What many of us take for granted -- a driver’s license – is out of reach for Martinez. At 22, she relies on her father and friends for a ride to and from work.

Martinez was 4 years old when she and her parents illegally crossed the U.S.-Mexico border and eventually settled in Lincoln.

Nebraska is now the only state in the Union that denies driver’s licenses to immigrants who qualify to remain in the country, at least temporarily, under the Deferred Action for Childhood Arrivals (DACA) rule enacted in June 2012.

On Wednesday, Senator Jeremy Nordquist, of Omaha, continued his push to get the state to issue licenses to hundreds of young immigrants who arrived illegally in the United States but who have been given a reprieve by the Obama administration from deportation.

Some of these young immigrants called “Dreamers” shared their life stories Wednesday during a press event in Lincoln, hoping to put a face on a brewing controversy in the Cornhusker State over illegal immigration.

Nordquist has been leading the push to pass legislation that would require the state Department of Motor Vehicles to issue licenses to immigrants who qualify to remain in this country under DACA.

“I certainly think the administration has the ability right now to make the decision to provide drivers licenses to DACA youth in our state,” Nordquist said in an interview.

Governor Dave Heineman has disagreed with that assessment and has called for tighter controls at the country’s borders.

The issue has become a talking point in the governor’s race, with Republican candidate Pete Ricketts and Democrat Chuck Hassebrook sharply divided over how to overhaul immigration policy. They also differ on whether DACA immigrants should be granted driver’s licenses.

"DACA recipients are a major boost to our state right now and they're going to be a boost for our state for generations to come,” Nordquist said Wednesday. “We're Investing in them as taxpayers were investing in their future and education...and the positive impact of it they're having in our community are tremendous."

Earlier this year, a federal court threw out Arizona’s restrictions. However, a Nebraska judge threw out a challenge to the state’s rules, while another case has been transferred to federal court.

More than 2,300 young immigrants in Nebraska have been granted temporary residency under DACA, allowing them to go to school and work in this country.

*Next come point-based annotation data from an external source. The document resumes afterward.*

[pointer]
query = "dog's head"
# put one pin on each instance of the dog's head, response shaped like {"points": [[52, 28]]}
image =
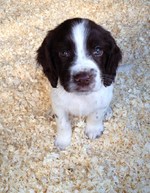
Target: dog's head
{"points": [[80, 54]]}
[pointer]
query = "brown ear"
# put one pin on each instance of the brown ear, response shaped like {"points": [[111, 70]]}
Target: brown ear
{"points": [[45, 59], [113, 57]]}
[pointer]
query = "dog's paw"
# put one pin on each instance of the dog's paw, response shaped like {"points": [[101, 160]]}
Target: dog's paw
{"points": [[94, 132], [108, 114], [61, 142]]}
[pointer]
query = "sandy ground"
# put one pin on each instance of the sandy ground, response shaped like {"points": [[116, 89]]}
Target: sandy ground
{"points": [[119, 160]]}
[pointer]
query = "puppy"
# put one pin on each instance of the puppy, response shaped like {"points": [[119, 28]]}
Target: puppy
{"points": [[80, 59]]}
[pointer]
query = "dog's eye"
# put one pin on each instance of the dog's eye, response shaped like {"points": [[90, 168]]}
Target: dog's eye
{"points": [[64, 54], [97, 51]]}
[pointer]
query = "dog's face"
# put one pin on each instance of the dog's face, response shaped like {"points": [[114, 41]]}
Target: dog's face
{"points": [[79, 54]]}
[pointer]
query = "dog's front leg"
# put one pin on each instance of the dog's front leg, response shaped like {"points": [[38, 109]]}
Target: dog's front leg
{"points": [[94, 127], [64, 132]]}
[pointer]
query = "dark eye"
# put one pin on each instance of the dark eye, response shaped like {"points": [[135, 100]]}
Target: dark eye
{"points": [[97, 51], [64, 54]]}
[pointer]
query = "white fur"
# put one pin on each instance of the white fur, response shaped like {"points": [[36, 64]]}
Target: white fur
{"points": [[92, 104]]}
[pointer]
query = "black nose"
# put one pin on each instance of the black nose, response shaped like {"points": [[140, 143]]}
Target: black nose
{"points": [[83, 78]]}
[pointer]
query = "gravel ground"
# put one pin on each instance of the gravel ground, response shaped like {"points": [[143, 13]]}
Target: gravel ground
{"points": [[119, 160]]}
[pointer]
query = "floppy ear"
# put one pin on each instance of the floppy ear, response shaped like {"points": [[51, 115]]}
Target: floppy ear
{"points": [[113, 57], [45, 58]]}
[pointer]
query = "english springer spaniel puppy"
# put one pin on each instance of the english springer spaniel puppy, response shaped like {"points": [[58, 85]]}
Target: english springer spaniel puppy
{"points": [[80, 59]]}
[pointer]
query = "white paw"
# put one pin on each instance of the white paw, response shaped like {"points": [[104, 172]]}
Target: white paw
{"points": [[62, 141], [93, 132], [108, 114]]}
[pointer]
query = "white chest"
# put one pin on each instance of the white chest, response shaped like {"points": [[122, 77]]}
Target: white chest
{"points": [[81, 105]]}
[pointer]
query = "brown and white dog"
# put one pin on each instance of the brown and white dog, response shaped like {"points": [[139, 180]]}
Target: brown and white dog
{"points": [[80, 59]]}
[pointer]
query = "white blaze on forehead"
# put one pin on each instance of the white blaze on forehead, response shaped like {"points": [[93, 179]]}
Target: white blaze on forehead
{"points": [[79, 34]]}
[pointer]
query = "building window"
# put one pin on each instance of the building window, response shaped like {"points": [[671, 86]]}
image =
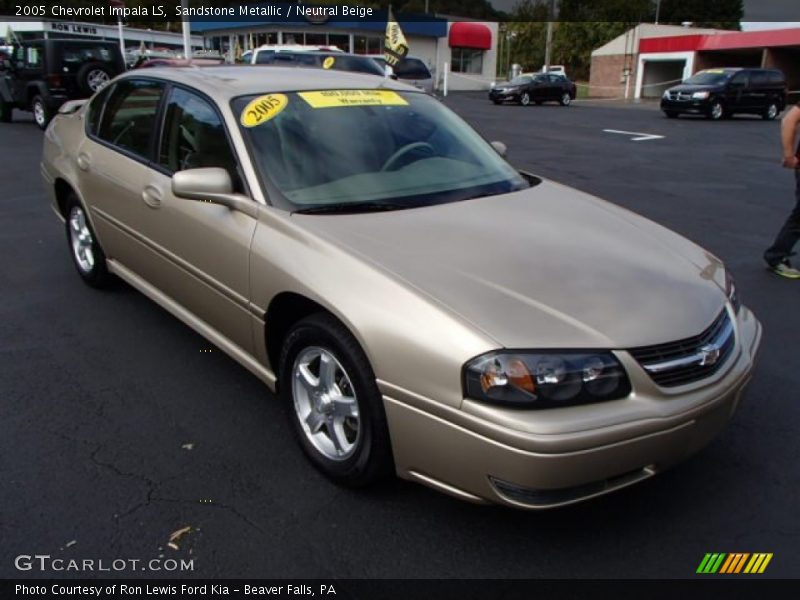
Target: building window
{"points": [[466, 60]]}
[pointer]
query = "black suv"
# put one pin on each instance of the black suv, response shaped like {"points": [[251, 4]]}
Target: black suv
{"points": [[721, 93], [41, 75]]}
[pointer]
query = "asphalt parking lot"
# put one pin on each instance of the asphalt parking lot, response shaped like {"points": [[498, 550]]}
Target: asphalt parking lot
{"points": [[120, 425]]}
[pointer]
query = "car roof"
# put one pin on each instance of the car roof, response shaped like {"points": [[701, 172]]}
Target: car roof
{"points": [[226, 82]]}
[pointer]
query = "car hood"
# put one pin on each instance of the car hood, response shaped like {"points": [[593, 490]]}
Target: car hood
{"points": [[547, 267]]}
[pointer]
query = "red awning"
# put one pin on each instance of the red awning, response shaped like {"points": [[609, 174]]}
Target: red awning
{"points": [[470, 35]]}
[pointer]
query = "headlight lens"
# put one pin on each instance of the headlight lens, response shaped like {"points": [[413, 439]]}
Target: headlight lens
{"points": [[545, 379], [730, 291]]}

“They give you a Social Security (number), and they give you the right to work, and they give you the right to supposedly establish yourself,” Martinez said.

But it does not guarantee driver’s licenses.

Tania Moreno, who also arrived illegally in the United States as a child, lamented the challenges.

“You not only deny us a (license), you also deny all of us the opportunity that comes with it. It’s a daily necessity that affects us in our daily life.”